Data Analysis in the Shipping Industry: eShip Case Study – Problem Statement

Introduction

Traditionally, the shipping industry has been highly dependent on its various mini-ecosystems, consisting of ports, authorities, ships, ship operators, shipowners, cargo owners, and many more. However, over a decade ago, researchers noted that the traditionally conservative shipping industry is undergoing a change, where it is believed that the demands for an increase in efficiency, safety, and protection of the environment can be only achieved by more innovation (Jacks & Pendakur, 2010; Perunovic & Vidic, 2011; SmartPort, 2019). Half a century ago, the French geographer Perpillou considered ports and maritime transport to form a constellation (Ducruet & Zaidi, 2012). All the different players in the ecosystem are inextricably linked, making interconnectivity and cooperation between them crucial for effective and efficient operations of the transport system (Martimo, 2017). The port of the future is a smart port, and the ship of the future is a smart ship. However, before getting smart, all the “constellations” must go digital (Delenclos, Rasmussen, & Riedl, 2018). Change is a constant in the maritime industry, and it is once again at the cusp of a new era—one driven by increased digitalization and innovation (Levinson, 2020; SmartPort, 2019). Smart ships and smart ports will exchange data for speeding up the processes at the port, including refueling, unloading, and loading cargo. Paperwork can be handled automatically. Ports will exchange data, announcing what leaves one port to the ports that receive the cargo. Such exchange speeds up customs clearance.
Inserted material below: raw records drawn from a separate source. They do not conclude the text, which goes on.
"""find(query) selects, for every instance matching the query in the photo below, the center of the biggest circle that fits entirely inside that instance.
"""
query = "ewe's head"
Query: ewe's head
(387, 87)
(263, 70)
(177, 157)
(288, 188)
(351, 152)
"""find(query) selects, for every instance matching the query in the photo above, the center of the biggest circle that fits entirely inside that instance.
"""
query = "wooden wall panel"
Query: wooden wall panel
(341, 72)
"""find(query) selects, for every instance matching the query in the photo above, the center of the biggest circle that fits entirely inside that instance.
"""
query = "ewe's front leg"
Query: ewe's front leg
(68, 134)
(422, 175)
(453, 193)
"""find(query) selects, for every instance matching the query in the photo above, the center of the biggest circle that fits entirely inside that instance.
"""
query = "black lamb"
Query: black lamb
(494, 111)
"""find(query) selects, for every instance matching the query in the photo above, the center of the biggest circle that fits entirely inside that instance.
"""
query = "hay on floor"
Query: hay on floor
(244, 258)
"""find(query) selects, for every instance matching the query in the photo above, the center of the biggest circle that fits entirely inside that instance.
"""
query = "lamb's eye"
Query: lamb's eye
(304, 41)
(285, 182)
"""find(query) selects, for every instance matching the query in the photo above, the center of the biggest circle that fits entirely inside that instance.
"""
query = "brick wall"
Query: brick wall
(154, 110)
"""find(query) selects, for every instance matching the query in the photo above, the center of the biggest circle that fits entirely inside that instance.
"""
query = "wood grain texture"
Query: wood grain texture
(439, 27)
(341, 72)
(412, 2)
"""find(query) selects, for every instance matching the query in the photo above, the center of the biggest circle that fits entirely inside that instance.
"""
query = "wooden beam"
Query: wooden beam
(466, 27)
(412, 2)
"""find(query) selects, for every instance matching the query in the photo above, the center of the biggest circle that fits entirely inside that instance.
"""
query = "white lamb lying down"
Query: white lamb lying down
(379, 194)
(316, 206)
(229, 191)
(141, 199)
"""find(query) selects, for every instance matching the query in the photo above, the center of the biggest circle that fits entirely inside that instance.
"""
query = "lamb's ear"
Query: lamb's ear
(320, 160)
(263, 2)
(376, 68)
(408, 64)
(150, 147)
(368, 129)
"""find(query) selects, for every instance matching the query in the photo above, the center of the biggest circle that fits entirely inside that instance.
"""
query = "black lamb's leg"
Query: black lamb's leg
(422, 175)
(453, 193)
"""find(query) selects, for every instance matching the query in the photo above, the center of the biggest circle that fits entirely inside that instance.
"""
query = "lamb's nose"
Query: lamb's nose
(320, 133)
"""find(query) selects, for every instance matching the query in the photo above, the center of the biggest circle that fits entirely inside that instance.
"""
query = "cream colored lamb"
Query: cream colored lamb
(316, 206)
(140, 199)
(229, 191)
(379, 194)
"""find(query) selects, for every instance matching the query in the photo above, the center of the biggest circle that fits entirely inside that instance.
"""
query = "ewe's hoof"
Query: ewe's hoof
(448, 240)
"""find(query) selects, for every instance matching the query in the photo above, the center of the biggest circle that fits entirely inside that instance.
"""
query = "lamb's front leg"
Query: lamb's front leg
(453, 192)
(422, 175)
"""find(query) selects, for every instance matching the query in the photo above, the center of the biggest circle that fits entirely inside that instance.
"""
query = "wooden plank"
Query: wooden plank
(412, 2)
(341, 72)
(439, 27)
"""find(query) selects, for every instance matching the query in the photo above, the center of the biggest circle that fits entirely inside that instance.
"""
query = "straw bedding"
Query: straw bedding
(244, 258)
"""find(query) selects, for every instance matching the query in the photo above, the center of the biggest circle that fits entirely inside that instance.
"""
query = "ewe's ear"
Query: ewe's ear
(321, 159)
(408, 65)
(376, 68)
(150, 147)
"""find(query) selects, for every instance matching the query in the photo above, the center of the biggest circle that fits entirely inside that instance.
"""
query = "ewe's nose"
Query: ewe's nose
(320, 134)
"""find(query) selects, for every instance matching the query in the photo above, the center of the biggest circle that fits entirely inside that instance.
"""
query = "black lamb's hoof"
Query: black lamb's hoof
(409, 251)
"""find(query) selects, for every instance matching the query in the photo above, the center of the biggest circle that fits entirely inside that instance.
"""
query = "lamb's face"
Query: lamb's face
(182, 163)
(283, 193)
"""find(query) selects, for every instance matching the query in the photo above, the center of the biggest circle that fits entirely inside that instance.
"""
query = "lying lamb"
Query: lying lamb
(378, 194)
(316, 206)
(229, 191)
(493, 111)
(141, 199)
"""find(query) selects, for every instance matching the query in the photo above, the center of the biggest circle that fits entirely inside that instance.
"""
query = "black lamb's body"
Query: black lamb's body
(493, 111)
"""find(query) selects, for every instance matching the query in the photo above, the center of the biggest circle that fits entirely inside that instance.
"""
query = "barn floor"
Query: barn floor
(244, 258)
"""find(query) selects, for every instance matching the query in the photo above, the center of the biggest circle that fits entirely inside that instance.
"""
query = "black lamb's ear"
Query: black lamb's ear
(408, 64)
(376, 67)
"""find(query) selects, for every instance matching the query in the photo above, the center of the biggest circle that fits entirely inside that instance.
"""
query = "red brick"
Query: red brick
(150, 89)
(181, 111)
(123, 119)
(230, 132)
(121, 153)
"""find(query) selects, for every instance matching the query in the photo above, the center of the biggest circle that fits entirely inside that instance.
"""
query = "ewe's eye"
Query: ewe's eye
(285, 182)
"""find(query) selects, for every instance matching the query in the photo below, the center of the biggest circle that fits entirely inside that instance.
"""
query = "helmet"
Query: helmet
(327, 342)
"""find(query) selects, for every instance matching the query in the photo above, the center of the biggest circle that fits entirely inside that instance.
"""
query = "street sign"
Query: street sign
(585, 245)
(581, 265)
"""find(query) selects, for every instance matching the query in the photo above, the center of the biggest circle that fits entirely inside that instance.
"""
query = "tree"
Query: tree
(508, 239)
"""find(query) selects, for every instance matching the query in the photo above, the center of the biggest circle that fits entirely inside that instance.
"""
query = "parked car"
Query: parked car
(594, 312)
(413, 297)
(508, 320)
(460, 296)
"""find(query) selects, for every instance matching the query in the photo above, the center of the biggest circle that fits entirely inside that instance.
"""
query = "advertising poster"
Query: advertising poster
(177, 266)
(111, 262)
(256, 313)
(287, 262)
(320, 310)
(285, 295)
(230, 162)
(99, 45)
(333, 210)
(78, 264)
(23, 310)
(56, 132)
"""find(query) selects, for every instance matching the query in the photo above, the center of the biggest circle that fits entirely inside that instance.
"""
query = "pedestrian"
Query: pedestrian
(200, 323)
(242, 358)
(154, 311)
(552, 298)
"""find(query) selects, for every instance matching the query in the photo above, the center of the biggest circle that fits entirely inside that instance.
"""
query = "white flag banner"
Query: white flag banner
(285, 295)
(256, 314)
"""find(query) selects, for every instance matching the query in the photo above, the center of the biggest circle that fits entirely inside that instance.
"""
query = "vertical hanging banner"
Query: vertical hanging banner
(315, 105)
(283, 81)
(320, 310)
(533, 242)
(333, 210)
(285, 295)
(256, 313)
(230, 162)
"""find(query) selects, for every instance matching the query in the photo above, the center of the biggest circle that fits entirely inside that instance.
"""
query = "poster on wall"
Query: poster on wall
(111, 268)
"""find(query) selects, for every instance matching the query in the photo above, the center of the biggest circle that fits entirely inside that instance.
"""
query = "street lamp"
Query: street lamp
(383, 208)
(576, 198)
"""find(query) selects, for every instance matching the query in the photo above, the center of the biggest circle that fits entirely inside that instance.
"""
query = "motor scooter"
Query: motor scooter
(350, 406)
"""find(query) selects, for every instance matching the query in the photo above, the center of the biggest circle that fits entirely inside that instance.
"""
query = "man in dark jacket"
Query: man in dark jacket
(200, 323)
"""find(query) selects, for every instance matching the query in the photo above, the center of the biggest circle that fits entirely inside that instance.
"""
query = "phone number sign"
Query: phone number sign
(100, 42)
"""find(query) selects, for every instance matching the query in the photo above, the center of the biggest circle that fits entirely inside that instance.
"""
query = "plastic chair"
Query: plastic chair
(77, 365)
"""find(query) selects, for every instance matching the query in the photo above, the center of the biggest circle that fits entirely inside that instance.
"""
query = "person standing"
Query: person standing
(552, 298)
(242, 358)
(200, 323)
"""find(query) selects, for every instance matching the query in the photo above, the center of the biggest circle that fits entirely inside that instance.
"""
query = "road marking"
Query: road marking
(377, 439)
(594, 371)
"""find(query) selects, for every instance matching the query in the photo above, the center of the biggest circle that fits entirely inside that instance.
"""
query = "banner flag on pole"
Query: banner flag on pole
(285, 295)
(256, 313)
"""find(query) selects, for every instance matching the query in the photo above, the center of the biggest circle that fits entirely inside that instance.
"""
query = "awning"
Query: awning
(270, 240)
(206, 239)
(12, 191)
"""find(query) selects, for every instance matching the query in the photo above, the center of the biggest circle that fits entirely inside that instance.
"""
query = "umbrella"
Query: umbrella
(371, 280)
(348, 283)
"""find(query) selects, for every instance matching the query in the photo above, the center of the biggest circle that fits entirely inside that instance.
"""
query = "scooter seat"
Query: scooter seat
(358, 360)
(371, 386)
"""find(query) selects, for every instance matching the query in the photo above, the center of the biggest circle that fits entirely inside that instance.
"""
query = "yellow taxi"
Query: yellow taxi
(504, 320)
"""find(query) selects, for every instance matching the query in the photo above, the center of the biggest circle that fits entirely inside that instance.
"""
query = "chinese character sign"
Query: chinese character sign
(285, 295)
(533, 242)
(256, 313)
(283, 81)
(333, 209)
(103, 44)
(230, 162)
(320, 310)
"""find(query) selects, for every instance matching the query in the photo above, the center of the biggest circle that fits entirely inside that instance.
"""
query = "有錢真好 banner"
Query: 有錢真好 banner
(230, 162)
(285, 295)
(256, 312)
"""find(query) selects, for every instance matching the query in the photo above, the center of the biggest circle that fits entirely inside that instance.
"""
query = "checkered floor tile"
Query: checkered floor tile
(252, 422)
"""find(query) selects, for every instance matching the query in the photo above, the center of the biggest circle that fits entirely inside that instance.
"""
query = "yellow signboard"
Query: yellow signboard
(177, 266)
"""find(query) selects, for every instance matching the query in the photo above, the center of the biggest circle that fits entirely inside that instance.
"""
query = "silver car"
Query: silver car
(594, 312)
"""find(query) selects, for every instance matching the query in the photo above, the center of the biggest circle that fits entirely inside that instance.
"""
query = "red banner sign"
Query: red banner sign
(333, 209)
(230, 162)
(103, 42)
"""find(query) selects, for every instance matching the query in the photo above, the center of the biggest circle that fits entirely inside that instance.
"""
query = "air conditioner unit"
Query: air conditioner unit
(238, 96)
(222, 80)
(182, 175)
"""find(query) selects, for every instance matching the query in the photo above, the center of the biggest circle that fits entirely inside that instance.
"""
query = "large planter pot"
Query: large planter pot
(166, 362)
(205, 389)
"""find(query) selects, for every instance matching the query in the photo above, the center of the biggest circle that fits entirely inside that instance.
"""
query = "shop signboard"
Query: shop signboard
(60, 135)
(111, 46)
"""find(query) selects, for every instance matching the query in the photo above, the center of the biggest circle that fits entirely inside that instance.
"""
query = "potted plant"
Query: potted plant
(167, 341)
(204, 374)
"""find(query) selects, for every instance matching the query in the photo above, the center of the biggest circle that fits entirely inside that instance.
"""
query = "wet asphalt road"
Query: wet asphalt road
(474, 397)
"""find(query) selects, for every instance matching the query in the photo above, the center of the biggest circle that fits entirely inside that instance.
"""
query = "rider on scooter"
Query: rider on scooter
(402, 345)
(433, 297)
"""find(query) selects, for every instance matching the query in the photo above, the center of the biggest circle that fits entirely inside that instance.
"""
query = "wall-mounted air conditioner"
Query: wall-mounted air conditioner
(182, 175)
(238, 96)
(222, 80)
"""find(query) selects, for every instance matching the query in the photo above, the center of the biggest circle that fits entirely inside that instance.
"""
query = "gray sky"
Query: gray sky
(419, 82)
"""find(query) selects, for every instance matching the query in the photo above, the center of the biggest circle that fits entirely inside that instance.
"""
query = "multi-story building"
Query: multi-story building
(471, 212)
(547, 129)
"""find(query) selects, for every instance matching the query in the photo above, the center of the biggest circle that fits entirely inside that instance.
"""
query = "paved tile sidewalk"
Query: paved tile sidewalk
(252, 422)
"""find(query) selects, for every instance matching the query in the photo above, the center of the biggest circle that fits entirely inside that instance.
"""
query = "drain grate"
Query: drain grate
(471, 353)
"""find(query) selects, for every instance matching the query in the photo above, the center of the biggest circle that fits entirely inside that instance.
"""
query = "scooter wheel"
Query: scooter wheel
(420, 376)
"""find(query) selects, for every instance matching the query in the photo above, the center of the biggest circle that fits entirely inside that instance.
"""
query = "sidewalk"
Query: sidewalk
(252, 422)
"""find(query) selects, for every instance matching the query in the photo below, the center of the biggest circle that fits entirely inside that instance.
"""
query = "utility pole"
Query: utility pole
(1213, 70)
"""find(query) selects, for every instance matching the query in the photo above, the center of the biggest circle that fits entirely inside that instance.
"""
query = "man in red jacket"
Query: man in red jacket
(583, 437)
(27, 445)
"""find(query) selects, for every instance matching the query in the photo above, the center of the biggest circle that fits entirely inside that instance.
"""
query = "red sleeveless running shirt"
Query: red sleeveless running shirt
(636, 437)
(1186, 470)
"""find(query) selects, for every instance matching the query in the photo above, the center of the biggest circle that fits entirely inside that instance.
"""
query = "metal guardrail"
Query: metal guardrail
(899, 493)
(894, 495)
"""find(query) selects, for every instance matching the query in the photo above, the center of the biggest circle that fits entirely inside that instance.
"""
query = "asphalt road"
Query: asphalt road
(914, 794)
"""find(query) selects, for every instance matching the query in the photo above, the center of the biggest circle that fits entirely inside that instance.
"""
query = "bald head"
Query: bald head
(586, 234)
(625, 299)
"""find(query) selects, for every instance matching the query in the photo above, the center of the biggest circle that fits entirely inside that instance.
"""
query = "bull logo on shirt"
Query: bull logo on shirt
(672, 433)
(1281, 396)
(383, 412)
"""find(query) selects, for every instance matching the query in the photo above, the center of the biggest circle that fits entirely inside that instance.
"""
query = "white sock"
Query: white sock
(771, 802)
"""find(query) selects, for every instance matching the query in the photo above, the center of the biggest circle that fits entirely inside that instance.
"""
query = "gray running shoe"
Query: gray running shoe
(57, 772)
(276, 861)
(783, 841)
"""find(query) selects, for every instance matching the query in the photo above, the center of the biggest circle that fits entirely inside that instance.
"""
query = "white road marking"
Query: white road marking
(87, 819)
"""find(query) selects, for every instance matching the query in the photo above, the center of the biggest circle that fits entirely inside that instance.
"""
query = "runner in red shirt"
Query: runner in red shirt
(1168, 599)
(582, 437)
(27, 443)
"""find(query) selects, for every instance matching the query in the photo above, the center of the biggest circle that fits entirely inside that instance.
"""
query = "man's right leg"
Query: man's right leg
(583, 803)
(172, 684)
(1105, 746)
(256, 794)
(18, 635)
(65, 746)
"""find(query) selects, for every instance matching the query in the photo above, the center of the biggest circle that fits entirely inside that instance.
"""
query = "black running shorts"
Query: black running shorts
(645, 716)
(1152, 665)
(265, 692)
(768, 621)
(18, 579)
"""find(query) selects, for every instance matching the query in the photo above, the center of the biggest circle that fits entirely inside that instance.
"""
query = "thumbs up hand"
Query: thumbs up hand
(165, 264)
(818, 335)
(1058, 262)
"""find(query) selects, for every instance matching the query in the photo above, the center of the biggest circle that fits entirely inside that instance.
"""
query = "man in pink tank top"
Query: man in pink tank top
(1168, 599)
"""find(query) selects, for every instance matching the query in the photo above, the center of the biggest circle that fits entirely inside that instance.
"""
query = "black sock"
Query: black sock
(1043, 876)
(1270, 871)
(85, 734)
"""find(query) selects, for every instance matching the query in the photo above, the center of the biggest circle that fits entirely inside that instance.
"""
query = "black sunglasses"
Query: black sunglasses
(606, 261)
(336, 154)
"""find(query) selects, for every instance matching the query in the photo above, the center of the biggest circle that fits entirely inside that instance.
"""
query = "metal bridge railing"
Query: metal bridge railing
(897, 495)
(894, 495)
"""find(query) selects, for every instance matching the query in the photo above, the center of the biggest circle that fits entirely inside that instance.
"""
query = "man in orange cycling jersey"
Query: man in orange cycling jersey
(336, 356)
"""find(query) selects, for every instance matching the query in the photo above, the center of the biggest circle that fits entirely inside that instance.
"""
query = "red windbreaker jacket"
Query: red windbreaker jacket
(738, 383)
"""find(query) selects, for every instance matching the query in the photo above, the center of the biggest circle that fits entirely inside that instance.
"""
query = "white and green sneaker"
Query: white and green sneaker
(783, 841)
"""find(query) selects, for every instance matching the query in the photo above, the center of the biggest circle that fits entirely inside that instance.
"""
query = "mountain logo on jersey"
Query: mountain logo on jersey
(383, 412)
The fourth industrial revolution promises increased automation of all processes. This includes the shipping industry. Parcel services like DHL track their shipments around the world in real-time (Diwan, 2016). This development necessitates that all stations the cargo takes are digitized. For the shipping industry, this includes the ships and the ports. The Boston Consulting Group identified several emerging technologies like advanced analytics, autonomous shipping, robotics, and artificial intelligence set to change how planning, operations, commercial, and support functions within shipping are performed (Delenclos et al., 2018). With the addition of digital data about cargo and ships, data analytics and machine learning uncover better ways to handle ships, ports, and cargo. It enables to measure the impact of every step, decrease cost, and speed up processes.

Information technology on-board and in communication from vessels to ports and authorities are developing as required. However, according to a survey conducted by eShip in 2021, the dialogue between cargo owners (charterers) and shipping operators is, in most cases, still using phones and various forms of paper, spreadsheets, and other unstructured data formats for keeping and sharing information (PDF documents in e-mails being one example). Consequently, there is significant room for improvement, particularly when organizing operations and making the interaction between stakeholders more efficient. The authors review the state-of-the-art technology useful to automate chartering processes that serve as a base for the eShip project development. The eShip project, funded by an EEA Grant, is developing an online platform for making the entire chartering process digital. This includes contracts of affreightment, charter party terms, real-time voyage tracking, demurrage/dispatch calculations, freight invoice generation, bills of lading, post-voyage analysis, and regulatory compliance. Based on the gathered insights, the critical issues that must be addressed to accelerate the digital transition in the chartering market were identified. Future steps have been defined for the data analysis in the shipping industry.